Lifestyle

COVID-19 May Cause Brain Aging or PTSD

Most of us are concerned about the present dangers of COVID-19. Will I get it? Will my family? Will I go to the hospital? Go to the ICU? Be on a ventilator? Will I survive? It’s a scary virus. And we’ve heard about people’s difficult recovery periods as they get over COVID-19. What we haven’t heard about as much is the toll COVID-19 takes on the brain.

Some symptoms of COVID-19 linger longer than others,” says Dr. Joshua Septimus, medical director of Houston Methodist Primary Care Group Same Day Clinics. “In particular, fatigue and loss of taste and smell can persist beyond the period of contagion.”

There is also “brain fog.” People have trouble concentrating, are tired, anxious, experience headaches and sleeping problems. Some researchers think it could be post-traumatic stress disorder. People are distressed by the fact that they had COVID-19 and the treatment. They have to recover from it mentally as well as physically.

Once they have treatment, and hopefully have some remission of their psychiatric symptoms, if the cognitive complaints and the deficits on neuropsychological tests are still there, then that’s more evidence that something else is going on,” said Erin Kaseda, of Rosalind Franklin Univ. of Medicine and Science, who is studying it.

Other researchers don’t think it’s PTSD. They think it’s actual brain aging. Scientists tested 84,000 COVID-19 patients. They found that their brains appeared to have had a mental decline equivalent to 10 years of aging. They gave people tests to challenge their brain’s performance: remembering words, solving puzzles and logic problems. People who had been in hospital, between the ages of 20 and 70, performed as though their brains were ten years older. People who stayed home were also worse off but not as badly.

The study hasn’t been reviewed yet, and some people doubt it. Joanna Wardlaw, a professor of applied neuroimaging at Edinburgh Univ., said, “The cognitive function of the participants was not known pre-COVID, and the results also do not reflect long-term recovery — so any effects on cognition may be short-term.”
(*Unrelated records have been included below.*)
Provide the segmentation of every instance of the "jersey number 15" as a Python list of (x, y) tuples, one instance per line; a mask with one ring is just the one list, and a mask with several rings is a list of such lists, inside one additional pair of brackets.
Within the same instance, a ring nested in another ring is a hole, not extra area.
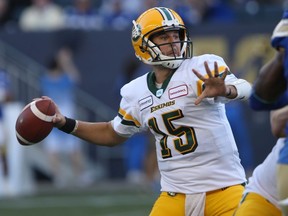
[[(175, 137), (173, 138), (174, 147), (180, 154), (183, 155), (194, 152), (198, 146), (194, 128), (187, 126), (180, 126), (177, 128), (174, 127), (172, 122), (180, 118), (184, 118), (184, 115), (179, 109), (162, 114), (163, 123), (167, 129), (166, 132), (159, 129), (155, 117), (149, 119), (148, 121), (150, 129), (163, 136), (160, 140), (162, 149), (161, 154), (163, 159), (172, 157), (171, 149), (167, 147), (168, 137)], [(183, 139), (181, 138), (183, 135), (186, 137), (186, 143), (184, 143)]]

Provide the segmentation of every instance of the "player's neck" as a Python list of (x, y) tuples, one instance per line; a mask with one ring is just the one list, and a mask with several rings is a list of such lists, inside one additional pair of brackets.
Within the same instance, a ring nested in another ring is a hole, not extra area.
[(156, 83), (162, 84), (167, 77), (171, 75), (171, 73), (174, 73), (174, 69), (165, 68), (165, 67), (153, 67), (153, 71), (155, 73)]

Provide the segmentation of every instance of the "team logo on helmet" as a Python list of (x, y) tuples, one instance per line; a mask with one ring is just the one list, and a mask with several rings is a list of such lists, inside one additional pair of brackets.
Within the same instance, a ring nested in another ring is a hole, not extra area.
[(132, 40), (136, 42), (140, 38), (141, 34), (141, 26), (133, 20)]

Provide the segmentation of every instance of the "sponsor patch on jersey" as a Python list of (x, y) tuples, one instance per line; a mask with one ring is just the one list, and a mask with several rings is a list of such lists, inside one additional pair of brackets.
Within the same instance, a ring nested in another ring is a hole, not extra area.
[(179, 98), (188, 95), (188, 86), (180, 85), (169, 89), (169, 99)]
[(141, 100), (138, 101), (139, 106), (140, 106), (140, 111), (146, 109), (147, 107), (150, 107), (153, 105), (153, 98), (152, 96), (148, 96), (146, 98), (143, 98)]

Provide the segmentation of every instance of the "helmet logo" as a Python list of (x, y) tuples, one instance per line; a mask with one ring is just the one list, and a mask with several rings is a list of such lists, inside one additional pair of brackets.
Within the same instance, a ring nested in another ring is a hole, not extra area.
[(179, 26), (179, 21), (177, 19), (163, 20), (162, 25), (167, 26)]
[(132, 40), (136, 42), (141, 36), (141, 26), (133, 20)]

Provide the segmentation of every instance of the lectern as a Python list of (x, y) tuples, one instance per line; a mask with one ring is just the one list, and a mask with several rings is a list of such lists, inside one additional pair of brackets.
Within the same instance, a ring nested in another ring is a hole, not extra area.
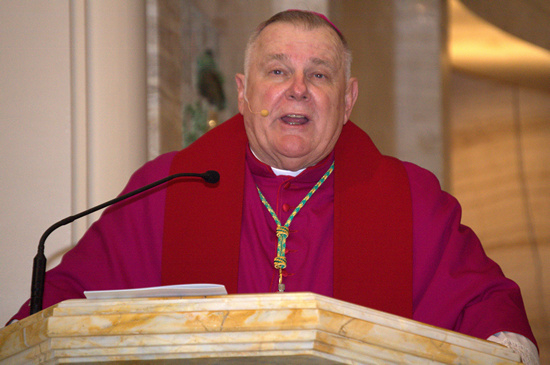
[(312, 293), (68, 300), (0, 331), (2, 364), (518, 364), (488, 341)]

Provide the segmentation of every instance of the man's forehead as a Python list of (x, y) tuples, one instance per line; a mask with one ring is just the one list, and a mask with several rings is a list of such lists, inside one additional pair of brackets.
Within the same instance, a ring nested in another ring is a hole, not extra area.
[[(308, 29), (304, 26), (290, 23), (275, 23), (266, 27), (256, 41), (256, 56), (261, 61), (288, 61), (295, 49), (313, 49), (308, 57), (315, 64), (333, 63), (340, 59), (343, 47), (338, 42), (337, 35), (328, 27)], [(318, 51), (318, 52), (317, 52)]]
[[(267, 64), (271, 61), (281, 62), (281, 63), (291, 63), (292, 57), (286, 53), (266, 53), (262, 59), (259, 60), (261, 64)], [(317, 57), (311, 55), (307, 57), (306, 61), (315, 66), (325, 66), (332, 70), (338, 69), (339, 59), (328, 59), (323, 57)], [(336, 64), (335, 64), (336, 63)]]
[(323, 32), (326, 32), (325, 36), (323, 38), (327, 38), (326, 35), (328, 35), (328, 38), (334, 38), (335, 44), (341, 44), (342, 42), (345, 42), (342, 39), (342, 34), (340, 33), (340, 30), (334, 26), (334, 24), (328, 20), (324, 15), (315, 13), (315, 12), (309, 12), (312, 14), (315, 14), (316, 16), (322, 18), (325, 20), (326, 23), (324, 24), (312, 24), (308, 23), (306, 21), (300, 22), (299, 20), (292, 22), (292, 21), (275, 21), (273, 23), (270, 23), (266, 25), (258, 34), (257, 39), (261, 38), (262, 35), (265, 35), (266, 33), (270, 32), (280, 32), (281, 29), (292, 29), (294, 32), (313, 32), (321, 30)]

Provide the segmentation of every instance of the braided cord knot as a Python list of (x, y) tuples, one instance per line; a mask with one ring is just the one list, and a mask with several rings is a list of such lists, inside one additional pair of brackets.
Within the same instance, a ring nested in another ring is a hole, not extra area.
[(277, 225), (277, 257), (273, 260), (273, 266), (278, 270), (286, 268), (286, 238), (288, 237), (288, 227)]
[(277, 270), (284, 270), (286, 268), (286, 257), (284, 256), (277, 256), (273, 260), (273, 266)]
[(289, 230), (288, 227), (278, 225), (275, 232), (277, 233), (277, 237), (286, 239), (288, 237)]

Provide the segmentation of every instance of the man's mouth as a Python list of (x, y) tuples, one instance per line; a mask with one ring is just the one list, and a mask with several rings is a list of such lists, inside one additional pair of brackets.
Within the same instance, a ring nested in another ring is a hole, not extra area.
[(287, 114), (281, 120), (289, 125), (302, 125), (309, 122), (309, 118), (302, 114)]

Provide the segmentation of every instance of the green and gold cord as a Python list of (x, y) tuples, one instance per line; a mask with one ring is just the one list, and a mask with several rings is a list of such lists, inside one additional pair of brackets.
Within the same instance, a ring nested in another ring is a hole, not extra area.
[(317, 191), (317, 189), (319, 189), (319, 187), (330, 176), (333, 170), (334, 170), (334, 162), (332, 163), (330, 168), (327, 170), (327, 172), (325, 172), (323, 177), (321, 177), (321, 179), (317, 182), (317, 184), (315, 184), (315, 186), (311, 188), (311, 190), (309, 191), (309, 193), (307, 193), (304, 199), (302, 199), (302, 201), (300, 202), (300, 204), (298, 204), (296, 209), (294, 209), (290, 217), (288, 217), (284, 226), (281, 225), (281, 221), (277, 217), (277, 214), (275, 214), (275, 211), (273, 210), (273, 208), (271, 208), (271, 205), (269, 205), (269, 203), (267, 202), (266, 198), (260, 191), (260, 188), (258, 188), (258, 186), (256, 185), (256, 189), (258, 190), (258, 194), (260, 195), (260, 200), (262, 201), (264, 206), (267, 208), (269, 214), (271, 214), (271, 216), (273, 217), (273, 220), (277, 224), (277, 229), (275, 231), (277, 233), (277, 256), (273, 260), (273, 264), (274, 264), (273, 266), (275, 267), (275, 269), (279, 270), (278, 289), (280, 292), (285, 291), (285, 285), (283, 284), (283, 270), (286, 268), (286, 255), (285, 255), (286, 239), (288, 237), (290, 223), (292, 222), (296, 214), (298, 214), (300, 209), (302, 209), (302, 207), (307, 203), (309, 198), (311, 198), (311, 196)]

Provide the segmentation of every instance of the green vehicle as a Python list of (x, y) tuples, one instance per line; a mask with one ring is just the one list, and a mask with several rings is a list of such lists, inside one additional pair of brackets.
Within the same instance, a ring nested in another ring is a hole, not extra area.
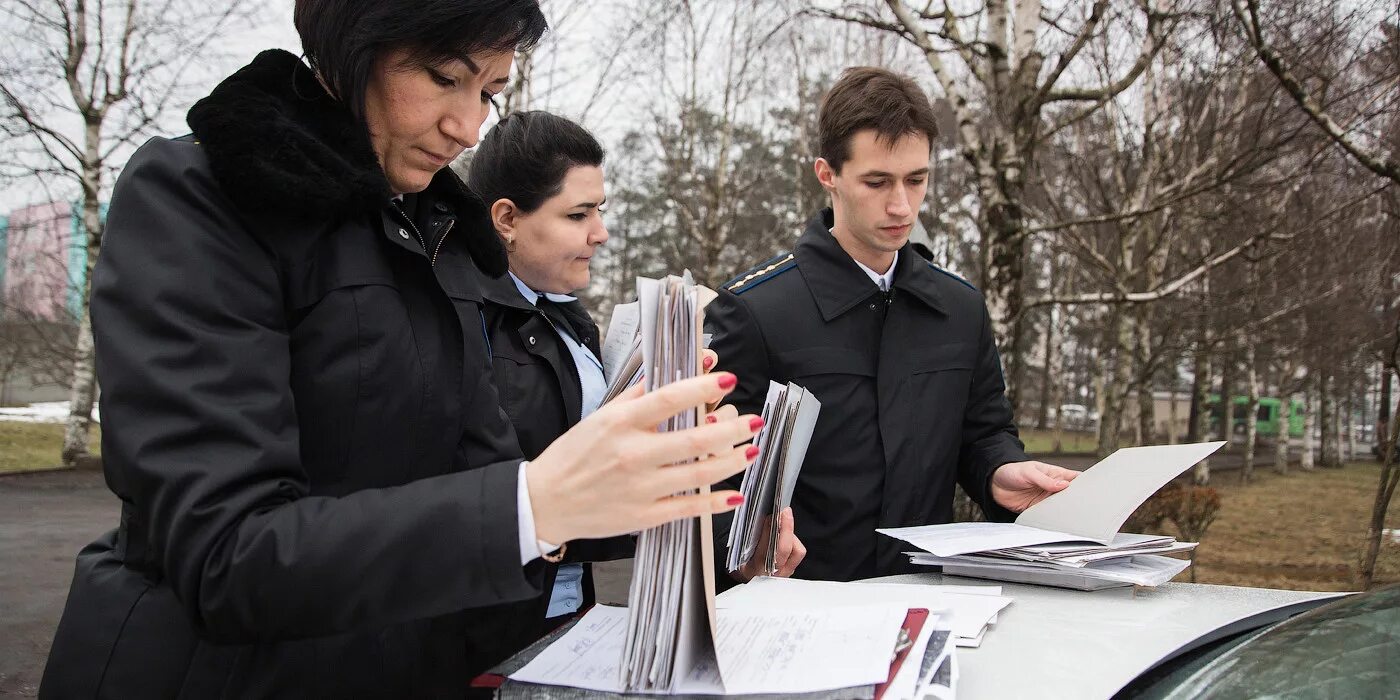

Following up with those same people several months from now might give different results. It could be that this brain aging they think they are seeing is the PTSD the other researchers believe they are seeing. It could be distress that is causing people to perform poorly. Right now, there isn’t enough data to say that either is conclusive.

What is obvious is that the effects of COVID-19 are far-reaching. It impacts all parts of the body. It has immediate dangers and causes lingering damage. Without a vaccine on the market, we have no way to protect ourselves except social distancing, washing our hands and masks. On Wednesday, we broke a record with over 100,000 new cases in the U.S. So, with all this in mind, protect yourself and be careful. We will have a vaccine, there will be more answers, but we have to follow the known precautions that work right now.